A Linguagem Invisível das Multidões
Por Samuel Pedrozo Borges | 22/07/2025 | CrônicasA multidão se move. Não porque escolheu, mas porque foi moldada para isso, e o movimento não começa com os pés, mas com um gesto que não se vê, uma inclinação imperceptível, uma expectativa imposta por um sistema que não se nomeia. Um olhar de lado, um franzir coletivo, um silêncio mais denso que o habitual - e, de repente, todos se adiantam. A massa responde, mesmo sem saber por qual motivo, é o tipo de reação que não se ensina com palavras, mas com convivência, a cultura do hábito, da repetição, do medo disfarçado de normalidade.
Existe uma linguagem que conduz tudo isso e ela não está escrita em lei, mas é tão eficaz quanto, não aparece em discursos, mas determina cada passo. Ela vive nas entrelinhas das regras sociais, nos rituais diários, na pressão que empurra, na omissão que paralisa, é a linguagem invisível das multidões. E não precisa convencer ninguém - basta fazer funcionar.

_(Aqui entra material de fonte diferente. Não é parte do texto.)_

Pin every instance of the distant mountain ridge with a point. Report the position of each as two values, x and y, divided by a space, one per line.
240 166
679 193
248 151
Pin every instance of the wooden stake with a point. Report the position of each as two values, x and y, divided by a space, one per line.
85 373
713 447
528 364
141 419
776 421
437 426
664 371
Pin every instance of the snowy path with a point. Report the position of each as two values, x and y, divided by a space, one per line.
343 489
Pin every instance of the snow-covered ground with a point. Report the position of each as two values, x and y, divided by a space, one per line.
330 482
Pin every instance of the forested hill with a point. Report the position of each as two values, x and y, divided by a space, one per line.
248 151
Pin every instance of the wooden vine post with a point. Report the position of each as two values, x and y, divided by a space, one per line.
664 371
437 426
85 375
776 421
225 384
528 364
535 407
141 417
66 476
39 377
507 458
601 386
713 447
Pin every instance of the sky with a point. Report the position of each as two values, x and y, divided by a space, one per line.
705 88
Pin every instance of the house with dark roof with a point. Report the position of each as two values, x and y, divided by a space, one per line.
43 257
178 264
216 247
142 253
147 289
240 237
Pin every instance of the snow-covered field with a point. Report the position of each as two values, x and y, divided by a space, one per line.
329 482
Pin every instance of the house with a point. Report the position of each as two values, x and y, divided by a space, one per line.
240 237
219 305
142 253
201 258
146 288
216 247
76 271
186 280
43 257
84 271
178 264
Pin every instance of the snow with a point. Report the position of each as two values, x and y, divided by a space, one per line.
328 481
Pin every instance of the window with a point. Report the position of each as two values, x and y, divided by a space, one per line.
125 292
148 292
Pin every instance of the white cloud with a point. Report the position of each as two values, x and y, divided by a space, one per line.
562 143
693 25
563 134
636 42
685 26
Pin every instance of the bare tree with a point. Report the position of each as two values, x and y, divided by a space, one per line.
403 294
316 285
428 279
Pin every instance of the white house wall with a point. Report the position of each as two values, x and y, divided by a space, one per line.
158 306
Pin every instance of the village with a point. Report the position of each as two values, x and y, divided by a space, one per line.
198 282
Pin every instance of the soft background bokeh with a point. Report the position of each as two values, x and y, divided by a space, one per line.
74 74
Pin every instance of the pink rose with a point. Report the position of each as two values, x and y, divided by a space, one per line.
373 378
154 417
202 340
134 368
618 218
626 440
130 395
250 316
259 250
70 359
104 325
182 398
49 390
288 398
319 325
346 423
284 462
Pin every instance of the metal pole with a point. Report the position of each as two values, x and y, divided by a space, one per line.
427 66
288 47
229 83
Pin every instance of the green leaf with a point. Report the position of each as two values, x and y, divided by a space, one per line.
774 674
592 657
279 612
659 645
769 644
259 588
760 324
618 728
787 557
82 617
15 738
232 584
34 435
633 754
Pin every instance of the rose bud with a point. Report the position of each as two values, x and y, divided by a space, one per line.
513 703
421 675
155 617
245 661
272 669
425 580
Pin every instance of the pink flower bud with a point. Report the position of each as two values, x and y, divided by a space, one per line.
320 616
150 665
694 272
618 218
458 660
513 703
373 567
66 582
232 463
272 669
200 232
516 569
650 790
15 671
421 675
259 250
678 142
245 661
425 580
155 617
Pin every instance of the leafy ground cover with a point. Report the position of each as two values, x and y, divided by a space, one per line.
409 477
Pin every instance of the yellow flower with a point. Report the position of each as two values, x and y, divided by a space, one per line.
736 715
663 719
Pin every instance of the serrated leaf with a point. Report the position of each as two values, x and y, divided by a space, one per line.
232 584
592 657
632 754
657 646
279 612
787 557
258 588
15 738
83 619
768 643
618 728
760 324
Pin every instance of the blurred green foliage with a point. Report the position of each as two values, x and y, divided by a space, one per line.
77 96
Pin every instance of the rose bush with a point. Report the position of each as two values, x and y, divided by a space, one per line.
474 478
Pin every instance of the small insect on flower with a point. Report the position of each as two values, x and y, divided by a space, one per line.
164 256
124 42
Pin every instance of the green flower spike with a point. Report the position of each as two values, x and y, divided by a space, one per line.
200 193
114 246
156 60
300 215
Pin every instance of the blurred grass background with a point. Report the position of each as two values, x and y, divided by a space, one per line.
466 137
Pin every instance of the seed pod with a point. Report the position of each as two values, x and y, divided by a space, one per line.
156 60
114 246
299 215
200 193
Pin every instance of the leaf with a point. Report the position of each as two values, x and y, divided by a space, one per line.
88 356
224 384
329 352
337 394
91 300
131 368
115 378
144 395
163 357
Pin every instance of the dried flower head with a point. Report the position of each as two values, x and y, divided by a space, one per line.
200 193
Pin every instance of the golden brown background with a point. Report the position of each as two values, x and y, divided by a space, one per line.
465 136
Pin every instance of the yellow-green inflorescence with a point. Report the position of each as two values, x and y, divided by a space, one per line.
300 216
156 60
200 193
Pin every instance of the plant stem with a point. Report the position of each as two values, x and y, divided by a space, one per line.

A coletividade, nessa lógica, não é somatória de forças, mas de fraquezas. Ela avança como bloco, mas por dentro está oca, o espetáculo da coesão social esconde a fragilidade individual e tudo parece estável, confiável, contínuo. Mas basta um toque para revelar que a estrutura é feita de farelo e o que se vê é a forma, o que se tem é esgotamento, a imagem de estabilidade é um disfarce meticuloso, pois quando se exige mais do que se aparência, tudo rui.
A culpa não está nos processos, mas nos processados, não falta orientação - falta capacidade. As diretrizes sociais estão postas, as expectativas são claras, os papéis foram definidos, mas isso pouco importa quando os indivíduos que integram essa maquinaria falham sistematicamente. Falham não por acidente, mas por formação, a debilidade está no alicerce humano, e ela não é ocasional - é essencial.
As pessoas caminham sem saber por quê. Elas levam bandeiras que não entendem e reproduzem frases nas quais não acreditam. Trabalham para sistemas que as corroem, pois a linguagem da coletividade não exige convicção, apenas presença, os gestos vêm antes da compreensão e a resposta precede a consciência. E assim se perpetua a ilusão de funcionamento e a aparência de civilidade, de organização, de progresso.
Mas tudo é artifício, um espetáculo encenado sobre terreno podre onde em algum momento — e sempre chega esse momento — alguém falha, alguém hesita, alguém tropeça. E não é por falta de informação, mas por cansaço, por desatenção, por ausência de real preparo. Uma atitude fora de compasso, uma ação isolada fora do esperado, e o tecido social se rasga, primeiro devagar e depois em torrente.
Os mais atentos percebem que algo está se desfazendo e que a harmonia era apenas um verniz. Tentam sustentar os ritos, manter os papéis, repetem aquilo que acreditam ser o certo, mas, já é tarde. A confiança evaporou, a coesão se tornou poeira e a linguagem da sociedade já não ressoa, porque aqueles que a deveriam sustentar já não a compreendem - ou nunca compreenderam.
Não é a ausência de liderança, nem a falência de um ideal coletivo, é apenas a pequenez das peças, o despreparo dos que deviam manter de pé o edifício comum. A estrutura faliu porque foi entregue a mãos fracas, a vozes inseguras, a olhos que se desviam. E a ruína não será dramática - será burocrática, silenciosa, mas a multidão continuará andando, sem notar que caminha para o nada.
A cidade ainda pulsa, há carros, discursos, funções. Mas não há sustentação, tudo se move por inércia, os sistemas ainda operam, mas estão ocos e são mantidos por quem já não acredita, já não compreende, já não reage. E mesmo assim, seguem porque a linguagem invisível das multidões ainda os empurra, ainda os convence, sem dizer uma só palavra, pois é preciso continuar mesmo sem sentido, mesmo sem fim.
E o fim chega, não com estrondo, mas com apagamento. Um dia alguém tenta acessar algo e não consegue, outro tenta reagir e não encontra eco, um outro chama, e ninguém responde. A estrutura social, tão bem desenhada, simplesmente deixa de operar e todos fingem que não viram. A multidão não reage, apenas se dissolve.
A linguagem invisível das multidões, afinal, não serve para salvar, apenas serve para adiar e um dia, não adia mais. O colapso se instala, não como erro mas como conclusão natural de uma sociedade construída por mãos que não sabiam o que faziam e agora, também, não sabem o que fazer com o fim.